Hermano. Hermana. Madre. El retrato de una soledad devastadora. De un hogar roto que solo mejora cuando su protagonista coge distancia, como si un puñado de kilómetros fomentasen esa poca nostalgia de una casa familiar que siempre ha sido triste. Triste, pero religiosa, eso sí. Lo suficiente como para que McBride escriba un ensayo sobre la hipocresía del creyente y esa doblez moral que ni el mayor ejercicio de devoción puede maquillar. Ahí está la terrible visita del abuelo o el desolador retrato de esa madre perdida, apestada para su propia familia, que no puede disimular su consideración social por mucha fe que ponga en el asunto.

La distancia comienza bastante antes de que la protagonista emigre en dirección al sueño universitario.
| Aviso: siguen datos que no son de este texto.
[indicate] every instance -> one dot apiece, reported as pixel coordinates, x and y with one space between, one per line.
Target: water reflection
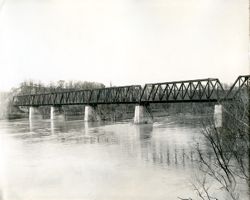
106 159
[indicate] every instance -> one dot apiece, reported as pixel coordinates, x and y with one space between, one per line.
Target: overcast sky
122 41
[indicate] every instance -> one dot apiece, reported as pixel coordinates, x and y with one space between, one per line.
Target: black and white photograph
124 100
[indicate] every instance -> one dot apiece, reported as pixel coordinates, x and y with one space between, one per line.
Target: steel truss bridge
200 90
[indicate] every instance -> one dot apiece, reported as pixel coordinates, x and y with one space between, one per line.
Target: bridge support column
34 113
142 116
218 116
56 113
90 114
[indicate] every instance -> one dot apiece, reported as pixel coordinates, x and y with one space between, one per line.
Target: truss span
200 90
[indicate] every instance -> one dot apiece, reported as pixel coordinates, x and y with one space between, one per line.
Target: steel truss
200 90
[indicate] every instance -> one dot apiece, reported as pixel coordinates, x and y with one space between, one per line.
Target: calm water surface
98 161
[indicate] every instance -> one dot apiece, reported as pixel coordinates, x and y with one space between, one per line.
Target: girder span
112 95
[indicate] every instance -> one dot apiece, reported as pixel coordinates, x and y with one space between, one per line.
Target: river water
99 161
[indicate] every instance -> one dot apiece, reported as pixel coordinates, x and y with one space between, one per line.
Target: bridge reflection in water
144 142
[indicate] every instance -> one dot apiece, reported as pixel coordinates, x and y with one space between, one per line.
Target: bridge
199 90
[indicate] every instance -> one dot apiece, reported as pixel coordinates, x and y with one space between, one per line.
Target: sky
122 42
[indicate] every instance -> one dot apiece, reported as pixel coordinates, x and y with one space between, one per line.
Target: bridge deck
200 90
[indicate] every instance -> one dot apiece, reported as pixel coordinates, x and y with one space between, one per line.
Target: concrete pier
56 113
142 116
218 116
90 114
34 113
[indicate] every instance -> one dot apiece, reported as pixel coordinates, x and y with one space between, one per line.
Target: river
62 160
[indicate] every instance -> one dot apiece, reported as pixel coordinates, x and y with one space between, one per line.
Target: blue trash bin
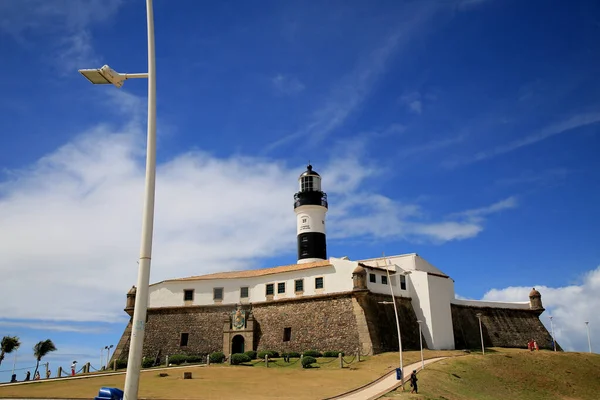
109 394
398 374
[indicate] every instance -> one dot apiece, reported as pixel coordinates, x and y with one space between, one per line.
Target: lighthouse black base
312 245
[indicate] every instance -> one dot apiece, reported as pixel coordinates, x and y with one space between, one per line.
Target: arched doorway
237 344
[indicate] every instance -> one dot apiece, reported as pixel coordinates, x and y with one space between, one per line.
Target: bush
217 357
270 353
177 359
239 358
312 353
147 362
307 361
194 359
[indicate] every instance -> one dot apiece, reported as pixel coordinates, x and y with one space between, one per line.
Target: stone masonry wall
324 324
382 323
501 327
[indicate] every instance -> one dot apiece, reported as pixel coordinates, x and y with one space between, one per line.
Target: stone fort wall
341 322
501 327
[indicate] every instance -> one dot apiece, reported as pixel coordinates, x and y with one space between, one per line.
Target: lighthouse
310 206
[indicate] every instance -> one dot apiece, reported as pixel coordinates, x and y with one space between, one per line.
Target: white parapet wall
493 304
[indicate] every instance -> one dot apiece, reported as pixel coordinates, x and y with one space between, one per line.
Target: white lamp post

Arranca con los primeros escarceos amorosos, con el sexo como parachoques para muchas frustraciones y la mirada masculina como campo de minas. Esa mezcla de deseo, voluntad, violencia y, desde luego, machismo, que revuelve las páginas de la novela y, también, las hormonas. Y que zarandea a su protagonista entre un arrebato de chica punk y la sensación de estar demasiado perdida para llevarse bien con la vida moderna. Como si follar fuese, más que un salvavidas, una forma de desconectar de todos los problemas cotidianos que se apretujan en su cabeza. Como si un poco de vida salvaje relajase ese otro apartado vital que no puede curarse así como así; sobre todo, cuando el hermano vuelve a enfermar y esta vez ya no tiene arreglo.

A McBride le tiembla poco el pulso a la hora de describir la atmósfera pesada de religión y familia, así como la ambigüedad moral de personajes abiertamente repulsivos. Ahí está ese tío del que nunca sabemos muy bien qué pensar: si es pedófilo, un violador, un cínico, un cabrón o un poco de todo esto a la vez. Y ahí está, también, la violencia, literal y figurada, que conquista poco a poco la novela. Los golpes, las agresiones y vejaciones, la impresión de que su protagonista está desnuda frente al mundo, que manifiestan un curioso efecto: que todavía se escuche más la voz de su criatura. La rotundidad de sus dudas, las cuitas en torno a un futuro que parece ser tan insatisfactorio como su presente, la presencia de una costra familiar que no acaba de irse, el vacío, la necesidad de afecto y, por qué no, la preocupación por que todas estas cosas tal vez no la lleven a ningún lado. Tan solo a girar en círculos mientras su mundo se desintegra.

Es por eso que la velocidad de su forma entrecortada y la furia de su expresión chocan frontalmente, pura colisión, con esa amargura que poco a poco se despliega y cae sobre el relato. Amargura, quizá, por una educación complicada. Por ese espíritu salvaje que es otra manera de ensimismarse, ir de una fiesta a otro pub, de una cama a otra, de una elección rápida a una conclusión precipitada. Pero, es justo decirlo, también esperanza porque uno tiene la sensación de que lo realmente importante para Eimear McBride es encontrar una voz. Un espacio. Un texto. Esas frases que se encabalgan, golpean, acribillan a la página en blanco y zarandean a todo quisque para, al final, dar buena cuenta de lo que significa sobrevivir. Y nada más.